Activation of the CED3/ICE-related protease CPP32 in cerebellar granule neurons undergoing apoptosis but not necrosis.

作者信息

Armstrong R C, Aja T J, Hoang K D, Gaur S, Bai X, Alnemri E S, Litwack G, Karanewsky D S, Fritz L C, Tomaselli K J

机构信息

IDUN Pharmaceuticals, Inc., La Jolla, California 92037, USA.

出版信息

J Neurosci. 1997 Jan 15;17(2):553-62. doi: 10.1523/JNEUROSCI.17-02-00553.1997.

DOI:10.1523/JNEUROSCI.17-02-00553.1997
PMID:8987778
原文链接:https://pmc.ncbi.nlm.nih.gov/articles/PMC6573236/
Abstract

Neuronal apoptosis occurs during nervous system development and after pathological insults to the adult nervous system. Inhibition of CED3/ICE-related proteases has been shown to inhibit neuronal apoptosis in vitro and in vivo, indicating a role for these cysteine proteases in neuronal apoptosis. We have studied the activation of the CED3/ICE-related protease CPP32 in two in vitro models of mouse cerebellar granule neuronal cell death: K+/serum deprivation-induced apoptosis and glutamate-induced necrosis.
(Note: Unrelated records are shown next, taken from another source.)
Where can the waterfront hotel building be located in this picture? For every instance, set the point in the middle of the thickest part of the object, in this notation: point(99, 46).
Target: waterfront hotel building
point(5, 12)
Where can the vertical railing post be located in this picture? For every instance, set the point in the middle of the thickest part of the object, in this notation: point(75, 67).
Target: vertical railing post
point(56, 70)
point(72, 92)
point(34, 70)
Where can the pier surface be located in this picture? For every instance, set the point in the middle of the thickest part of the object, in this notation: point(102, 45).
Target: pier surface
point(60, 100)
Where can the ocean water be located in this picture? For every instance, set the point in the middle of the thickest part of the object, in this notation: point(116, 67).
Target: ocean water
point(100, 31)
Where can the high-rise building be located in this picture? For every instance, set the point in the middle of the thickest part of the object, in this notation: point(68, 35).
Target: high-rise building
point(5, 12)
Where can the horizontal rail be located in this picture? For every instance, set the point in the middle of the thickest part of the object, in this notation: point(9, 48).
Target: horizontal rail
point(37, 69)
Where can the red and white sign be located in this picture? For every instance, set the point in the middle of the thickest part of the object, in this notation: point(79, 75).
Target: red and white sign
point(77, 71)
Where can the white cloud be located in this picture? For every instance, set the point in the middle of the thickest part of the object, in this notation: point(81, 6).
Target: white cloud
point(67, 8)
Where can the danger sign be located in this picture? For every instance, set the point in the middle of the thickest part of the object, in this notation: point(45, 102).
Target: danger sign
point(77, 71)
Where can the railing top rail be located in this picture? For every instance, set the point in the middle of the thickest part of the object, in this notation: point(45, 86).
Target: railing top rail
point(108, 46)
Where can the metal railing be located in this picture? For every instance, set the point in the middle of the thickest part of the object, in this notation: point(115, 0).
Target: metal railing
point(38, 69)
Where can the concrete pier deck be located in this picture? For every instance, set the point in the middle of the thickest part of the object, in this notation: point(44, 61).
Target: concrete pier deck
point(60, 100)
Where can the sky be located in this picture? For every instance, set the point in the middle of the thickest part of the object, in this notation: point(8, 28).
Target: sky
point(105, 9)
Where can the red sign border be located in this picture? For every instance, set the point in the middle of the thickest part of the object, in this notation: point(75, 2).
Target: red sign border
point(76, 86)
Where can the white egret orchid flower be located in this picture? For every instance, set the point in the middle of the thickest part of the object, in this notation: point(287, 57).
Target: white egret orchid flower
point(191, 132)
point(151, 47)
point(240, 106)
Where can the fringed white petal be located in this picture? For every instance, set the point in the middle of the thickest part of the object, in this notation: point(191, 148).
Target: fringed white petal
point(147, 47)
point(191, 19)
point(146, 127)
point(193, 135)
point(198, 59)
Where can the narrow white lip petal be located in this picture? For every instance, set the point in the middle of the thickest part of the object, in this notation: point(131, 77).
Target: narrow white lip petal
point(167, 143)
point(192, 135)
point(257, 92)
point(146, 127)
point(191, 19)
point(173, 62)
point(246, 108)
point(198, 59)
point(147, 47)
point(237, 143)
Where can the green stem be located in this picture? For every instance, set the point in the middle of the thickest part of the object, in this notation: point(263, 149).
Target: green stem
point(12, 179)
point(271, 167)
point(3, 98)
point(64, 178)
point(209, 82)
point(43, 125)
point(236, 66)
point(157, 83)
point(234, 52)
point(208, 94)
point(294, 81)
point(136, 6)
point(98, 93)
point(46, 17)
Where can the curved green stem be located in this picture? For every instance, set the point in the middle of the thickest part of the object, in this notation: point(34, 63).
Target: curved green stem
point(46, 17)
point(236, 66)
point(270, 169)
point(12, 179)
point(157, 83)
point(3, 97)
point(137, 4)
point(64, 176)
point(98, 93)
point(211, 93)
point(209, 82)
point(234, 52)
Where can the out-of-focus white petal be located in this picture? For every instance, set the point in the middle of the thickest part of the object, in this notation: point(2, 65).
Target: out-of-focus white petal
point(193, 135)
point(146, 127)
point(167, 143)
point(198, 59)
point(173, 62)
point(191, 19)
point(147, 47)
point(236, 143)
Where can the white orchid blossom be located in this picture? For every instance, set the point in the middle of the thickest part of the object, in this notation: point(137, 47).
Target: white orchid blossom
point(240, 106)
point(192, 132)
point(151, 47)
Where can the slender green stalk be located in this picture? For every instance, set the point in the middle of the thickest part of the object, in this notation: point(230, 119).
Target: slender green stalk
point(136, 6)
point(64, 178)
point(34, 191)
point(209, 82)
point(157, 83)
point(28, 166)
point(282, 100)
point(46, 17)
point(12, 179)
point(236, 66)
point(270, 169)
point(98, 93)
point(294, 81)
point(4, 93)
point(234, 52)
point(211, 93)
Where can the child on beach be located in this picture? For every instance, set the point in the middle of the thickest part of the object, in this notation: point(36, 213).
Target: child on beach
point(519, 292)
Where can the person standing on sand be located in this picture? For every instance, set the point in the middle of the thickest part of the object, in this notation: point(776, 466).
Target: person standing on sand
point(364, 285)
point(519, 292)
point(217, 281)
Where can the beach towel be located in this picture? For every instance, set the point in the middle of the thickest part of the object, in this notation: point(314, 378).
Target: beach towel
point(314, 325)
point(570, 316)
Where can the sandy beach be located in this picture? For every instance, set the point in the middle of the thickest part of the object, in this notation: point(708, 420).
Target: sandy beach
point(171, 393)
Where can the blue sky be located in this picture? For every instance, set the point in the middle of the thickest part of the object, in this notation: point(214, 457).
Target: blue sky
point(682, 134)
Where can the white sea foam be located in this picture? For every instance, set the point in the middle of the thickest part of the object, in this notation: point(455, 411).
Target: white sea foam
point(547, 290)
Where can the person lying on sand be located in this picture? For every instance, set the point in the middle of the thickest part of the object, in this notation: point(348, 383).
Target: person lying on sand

Pretreatment of granule neurons with a selective, irreversible inhibitor of CED3/ICE family proteases, ZVAD-fluoromethylketone, specifically inhibited granule neuron apoptosis but not necrosis, indicating a selective role for CED3/ICE proteases in granule neuron apoptosis. Extracts prepared from apoptotic, but not necrotic, granule neurons contained a protease activity that cleaved the CPP32 substrate Ac-DEVD-aminomethylcoumarin. Induction of the protease activity was prevented by inhibitors of RNA or protein synthesis or by the CED3/ICE protease inhibitor. Affinity labeling of the protease activity with an irreversible CED3/ICE protease inhibitor, ZVK(biotin)D-fluoromethylketone, identified two putative protease subunits, p20 and p18, that were present in apoptotic but not necrotic granule neuron extracts. Western blotting with antibodies to the C terminus of the large subunit of mouse CPP32 (anti-CPP32) identified p20 and p18 as processed subunits of the CPP32 proenzyme. Anti-CPP32 specifically inhibited the DEVD-amc cleaving activity, verifying the presence of active CPP32 protease in the apoptotic granule neuron extracts. Western blotting demonstrated that the CPP32 proenzyme was expressed in granule neurons before induction of apoptosis. These results demonstrate that the CED3/ICE homolog CPP32 is processed and activated during cerebellar granule neuron apoptosis. CPP32 activation requires macromolecular synthesis and CED3/ICE protease activity. The lack of CPP32 activation during granule neuron necrosis suggests that proteolytic processing and activation of CED3/ICE proteases are specific biochemical markers of apoptosis.

摘要

神经元凋亡发生在神经系统发育过程中以及成体神经系统受到病理损伤之后。研究表明,抑制CED3/ICE相关蛋白酶在体外和体内均能抑制神经元凋亡,这表明这些半胱氨酸蛋白酶在神经元凋亡中发挥作用。我们在小鼠小脑颗粒神经元死亡的两种体外模型中研究了CED3/ICE相关蛋白酶CPP32的激活情况:钾离子/血清剥夺诱导的凋亡和谷氨酸诱导的坏死。用CED3/ICE家族蛋白酶的选择性、不可逆抑制剂ZVAD-氟甲基酮预处理颗粒神经元,可特异性抑制颗粒神经元凋亡,但不抑制坏死,这表明CED3/ICE蛋白酶在颗粒神经元凋亡中具有选择性作用。从凋亡而非坏死的颗粒神经元制备的提取物含有一种蛋白酶活性,该活性可切割CPP32底物Ac-DEVD-氨基甲基香豆素。RNA或蛋白质合成抑制剂或CED3/ICE蛋白酶抑制剂可阻止蛋白酶活性的诱导。用不可逆的CED3/ICE蛋白酶抑制剂ZVK(生物素)D-氟甲基酮对蛋白酶活性进行亲和标记,鉴定出两个推定的蛋白酶亚基p20和p18,它们存在于凋亡而非坏死的颗粒神经元提取物中。用针对小鼠CPP32大亚基C末端的抗体(抗CPP32)进行蛋白质印迹分析,确定p20和p18为CPP32酶原的加工亚基。抗CPP32特异性抑制DEVD-amc切割活性,证实凋亡颗粒神经元提取物中存在活性CPP32蛋白酶。蛋白质印迹分析表明,CPP32酶原在凋亡诱导前在颗粒神经元中表达。这些结果表明,CED3/ICE同源物CPP32在小脑颗粒神经元凋亡过程中被加工和激活。CPP32的激活需要大分子合成和CED3/ICE蛋白酶活性。颗粒神经元坏死过程中缺乏CPP32激活表明,CED3/ICE蛋白酶的蛋白水解加工和激活是凋亡的特异性生化标志物。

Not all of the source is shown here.